Как и другие, Катрин могла остаться в уютном доме Симоны Совгрен и подождать весну, чтобы предстоящий путь оказался менее опасным. Она могла бы не спеша залечить раны на своем истерзанном теле, в это время зарубцевалась бы и душевная рана стыда и отвращения. Она могла бы… Но она этого не сделала.
Жар прошел через двое суток. К величайшему изумлению своих друзей и доктора, вызванного Симоной, Катрин через три дня открыла глаза и ясным взглядом посмотрела на окно, стекла которого сплошь были покрыты кружевным инеем. Как только сознание полностью вернулось к ней, вернулась и память.
Громкие рыдания Катрин разбудили Готье, который спал на подушках у камина, просидев около хозяйки всю ночь.
Тут же вскочив, он с недоумением посмотрел на нее, затем взял ее запястье, пощупал пульс.
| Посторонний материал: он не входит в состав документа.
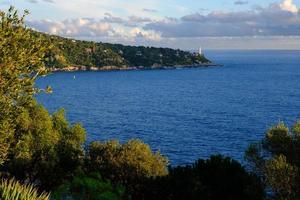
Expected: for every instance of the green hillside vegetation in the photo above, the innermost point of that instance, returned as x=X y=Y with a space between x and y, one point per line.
x=40 y=151
x=69 y=52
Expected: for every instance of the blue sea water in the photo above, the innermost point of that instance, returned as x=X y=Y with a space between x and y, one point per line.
x=189 y=113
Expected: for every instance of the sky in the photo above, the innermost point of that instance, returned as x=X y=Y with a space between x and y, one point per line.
x=183 y=24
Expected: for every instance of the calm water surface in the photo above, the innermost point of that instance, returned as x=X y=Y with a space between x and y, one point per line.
x=188 y=113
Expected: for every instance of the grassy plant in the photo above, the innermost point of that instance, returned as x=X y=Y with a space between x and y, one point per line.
x=13 y=190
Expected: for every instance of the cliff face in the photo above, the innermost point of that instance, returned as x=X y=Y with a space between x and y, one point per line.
x=86 y=55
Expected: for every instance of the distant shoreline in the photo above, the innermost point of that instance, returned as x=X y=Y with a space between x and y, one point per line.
x=127 y=68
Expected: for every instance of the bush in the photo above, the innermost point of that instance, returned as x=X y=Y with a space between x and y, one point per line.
x=13 y=190
x=212 y=179
x=46 y=149
x=276 y=160
x=127 y=164
x=89 y=187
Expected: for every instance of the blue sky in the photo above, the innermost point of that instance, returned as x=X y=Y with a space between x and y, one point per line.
x=185 y=24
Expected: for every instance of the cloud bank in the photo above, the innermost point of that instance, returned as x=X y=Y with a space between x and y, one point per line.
x=277 y=20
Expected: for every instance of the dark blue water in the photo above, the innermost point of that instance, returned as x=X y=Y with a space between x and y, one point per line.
x=189 y=113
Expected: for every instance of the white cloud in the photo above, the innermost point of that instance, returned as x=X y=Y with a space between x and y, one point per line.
x=288 y=5
x=214 y=29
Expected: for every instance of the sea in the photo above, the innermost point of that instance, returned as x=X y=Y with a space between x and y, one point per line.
x=186 y=114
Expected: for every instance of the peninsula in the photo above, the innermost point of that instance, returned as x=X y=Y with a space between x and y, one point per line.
x=73 y=55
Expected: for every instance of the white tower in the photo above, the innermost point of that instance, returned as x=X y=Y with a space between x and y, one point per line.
x=200 y=51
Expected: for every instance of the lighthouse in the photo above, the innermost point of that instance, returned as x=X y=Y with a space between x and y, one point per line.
x=200 y=51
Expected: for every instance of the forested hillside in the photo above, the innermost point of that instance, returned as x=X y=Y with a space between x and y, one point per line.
x=69 y=52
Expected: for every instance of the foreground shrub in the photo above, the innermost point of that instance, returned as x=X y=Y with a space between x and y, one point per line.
x=45 y=149
x=13 y=190
x=89 y=187
x=276 y=159
x=127 y=164
x=212 y=179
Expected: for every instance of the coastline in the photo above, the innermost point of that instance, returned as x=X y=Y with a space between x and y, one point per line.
x=130 y=68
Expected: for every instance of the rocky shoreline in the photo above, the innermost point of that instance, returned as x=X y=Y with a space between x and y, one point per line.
x=124 y=68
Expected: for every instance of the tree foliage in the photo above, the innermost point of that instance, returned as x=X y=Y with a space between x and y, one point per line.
x=276 y=160
x=127 y=164
x=21 y=62
x=212 y=179
x=13 y=190
x=89 y=187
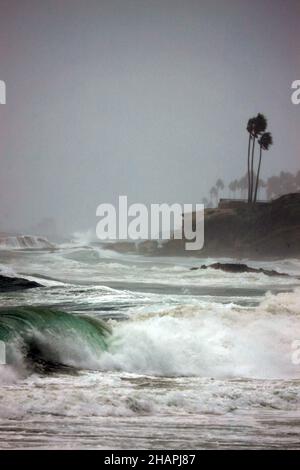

– Жар спал! – радостно воскликнул он. – Бог услышал наши молитвы!
Тут он заметил, что она плачет, и положил руку на лоб Катрин.
– Нет, – начал он, не замечая, каким нежным стал его голос, – надо не плакать, а радоваться, что вы вырвались из лап смерти, мы уже было думали, что она не выпустит вас. Жизнь оказалась сильнее.
– Моя жизнь кончена!
Он упал на колени перед кроватью.
– Ваша жизнь… О нет, не надо так говорить! Иначе и нам не стоит жить, Беранже и мне, ведь это мы обрекли вас на муку! Я вас умоляю, старайтесь больше об этом не думать, все забыть.
– Я никогда не смогу забыть…
Она отвернулась к стене, любой, даже почтительный, взгляд был ей невыносим. Она чувствовала себя униженной, прокаженной, как будто бы ее тело было все еще выставлено на всеобщее обозрение.